10th May 2017 / 4 minute read

empathy in ux

A design is pointless… without understanding our user’s needs, emotions and experiences. To properly communicate with the right target audience, you must take place of the consumer, watching and evolving with them. Increasing user conversion doesn’t have to be complicated, it all just depends on whether you are ready to listen and adapt to a changing audience. There are some key rules when it comes to creating a fulfilling user experience using empathy, they are as follows…

Have an open mind

Stop picking out the feedback you want to hear and listen to who really matters: the consumer. UX designers can learn a lot from testing, including problems, suggestions and adaptations to existing ideas. This gives you the opportunity to really fine tune your design to tread over competing brands.


It would be foolish to think your own line of thought is the only one that matters. With 7 billion people on this planet, frustrations vary,  leaving many with unsolved solutions.

Take the visually impaired for example. They might become hindered by an application that has a small, unreadable font size. This could lead them to becoming frustrated at both themselves and the application.

That’s bad UX.

This is why function is necessary, and this is why you need to become your user in order to understand what you can do to help them, remembering that everyone is different and everyone has their own requirements of a product.

“Websites shouldn’t be one size fits all. Based on all the metadata provided, it’s easy to identify unique visitors and offer a “stripped-down” interface where font-sizes and spacing increase to accommodate the eyesight of the elderly, color blindness, or brightness sensitivity. There’s a lot of potential to meet the needs of the user of tomorrow with a more sophisticated design approach.”  – Tomas Jasovsky


Don’t influence the user

User testing in UX is essential, and it’s important not to influence any user’s choice throughout the process, so no persuasive language! keeping questions open ended allows the user to fully express their feeling towards the test product.  Here’s an example…

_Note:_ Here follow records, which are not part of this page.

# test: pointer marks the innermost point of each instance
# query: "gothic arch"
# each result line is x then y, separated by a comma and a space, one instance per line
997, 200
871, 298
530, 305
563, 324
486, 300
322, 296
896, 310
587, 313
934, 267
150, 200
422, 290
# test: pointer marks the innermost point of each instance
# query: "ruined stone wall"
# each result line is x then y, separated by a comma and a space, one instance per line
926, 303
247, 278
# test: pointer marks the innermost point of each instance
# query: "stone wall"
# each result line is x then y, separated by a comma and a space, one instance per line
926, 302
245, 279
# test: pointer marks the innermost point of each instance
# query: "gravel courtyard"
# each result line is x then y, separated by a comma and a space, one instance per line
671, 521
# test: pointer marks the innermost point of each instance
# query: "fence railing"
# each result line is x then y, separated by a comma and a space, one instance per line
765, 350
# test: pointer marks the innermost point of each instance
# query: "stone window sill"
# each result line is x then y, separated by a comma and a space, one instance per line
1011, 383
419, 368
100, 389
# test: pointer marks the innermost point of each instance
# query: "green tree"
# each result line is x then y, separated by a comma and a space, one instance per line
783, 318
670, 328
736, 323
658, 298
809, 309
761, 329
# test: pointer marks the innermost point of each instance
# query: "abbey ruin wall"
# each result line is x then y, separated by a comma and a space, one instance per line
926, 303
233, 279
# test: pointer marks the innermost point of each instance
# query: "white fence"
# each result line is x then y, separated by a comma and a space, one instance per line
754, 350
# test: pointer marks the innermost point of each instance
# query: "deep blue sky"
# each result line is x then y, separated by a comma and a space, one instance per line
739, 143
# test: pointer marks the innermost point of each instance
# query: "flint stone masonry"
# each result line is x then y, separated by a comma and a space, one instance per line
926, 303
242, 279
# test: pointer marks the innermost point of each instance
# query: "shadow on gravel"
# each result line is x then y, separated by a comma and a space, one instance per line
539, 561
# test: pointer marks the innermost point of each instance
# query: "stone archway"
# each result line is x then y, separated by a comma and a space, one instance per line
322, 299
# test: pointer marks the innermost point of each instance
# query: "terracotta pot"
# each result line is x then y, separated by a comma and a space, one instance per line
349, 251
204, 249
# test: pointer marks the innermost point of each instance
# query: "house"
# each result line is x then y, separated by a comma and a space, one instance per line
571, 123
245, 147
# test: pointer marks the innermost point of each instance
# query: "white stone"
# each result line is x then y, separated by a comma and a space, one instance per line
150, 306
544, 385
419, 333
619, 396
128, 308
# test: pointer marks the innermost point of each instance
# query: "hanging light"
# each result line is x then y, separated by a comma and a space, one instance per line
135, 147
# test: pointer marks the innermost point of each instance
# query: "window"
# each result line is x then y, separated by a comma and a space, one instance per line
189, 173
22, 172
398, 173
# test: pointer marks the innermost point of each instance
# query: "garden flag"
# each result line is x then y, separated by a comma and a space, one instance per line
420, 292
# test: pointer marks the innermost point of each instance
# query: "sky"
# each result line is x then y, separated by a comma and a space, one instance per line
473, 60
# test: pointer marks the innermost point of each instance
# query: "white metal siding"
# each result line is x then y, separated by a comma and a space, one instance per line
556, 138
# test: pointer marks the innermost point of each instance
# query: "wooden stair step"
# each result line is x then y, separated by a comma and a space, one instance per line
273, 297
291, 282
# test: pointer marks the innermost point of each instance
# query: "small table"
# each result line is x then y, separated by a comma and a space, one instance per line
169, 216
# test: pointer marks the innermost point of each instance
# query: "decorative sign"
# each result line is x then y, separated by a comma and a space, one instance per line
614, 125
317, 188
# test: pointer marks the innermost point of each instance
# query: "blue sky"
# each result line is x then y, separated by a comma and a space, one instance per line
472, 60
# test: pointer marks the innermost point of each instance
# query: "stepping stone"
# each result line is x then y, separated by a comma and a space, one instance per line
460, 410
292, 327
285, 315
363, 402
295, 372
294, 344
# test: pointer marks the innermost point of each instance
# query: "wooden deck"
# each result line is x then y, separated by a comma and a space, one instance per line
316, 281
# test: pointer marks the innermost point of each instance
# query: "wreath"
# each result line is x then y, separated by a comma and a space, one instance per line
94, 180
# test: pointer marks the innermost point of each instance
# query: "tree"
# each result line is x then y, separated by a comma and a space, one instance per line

Don’t: That was a good way to sign new users up, wasn’t it?

Do: Now you’ve signed up as a new user, please let us know how easy or difficult you found it to reach that goal?

The reason it’s called user testing is because it’s a test of the users engagement with the product. It’s entirely useless if you’re forcing words out the users mouth.


So you don’t like the product you’re working on? Tough! It’s time to get in the zone and focus on your end goal, creating a better experience for those who do. It can be physically and emotionally draining to force yourself into this state of empathy, but it enables you to act with respect. It’s a skill that takes time to master, but when done correctly, allows you to become your own target audience. If you can’t fully engage with the product yourself, maybe you shouldn’t be trying to help others do the same.

allow expression

Be a team player

Communication is everything in UX design. From discussing ideas with your team and the users of your product through to conveying information through visual design and language, a UX designer should be approaching work collaboratively, always.

Following these simple yet mandatory rules allows you to better empathise with your target audience, leading to a more complete and focused approach to your product design.

Empathy in UX is key, and here at Equals Collective we make sure our designers are researched and engaged in the product, always following these rules.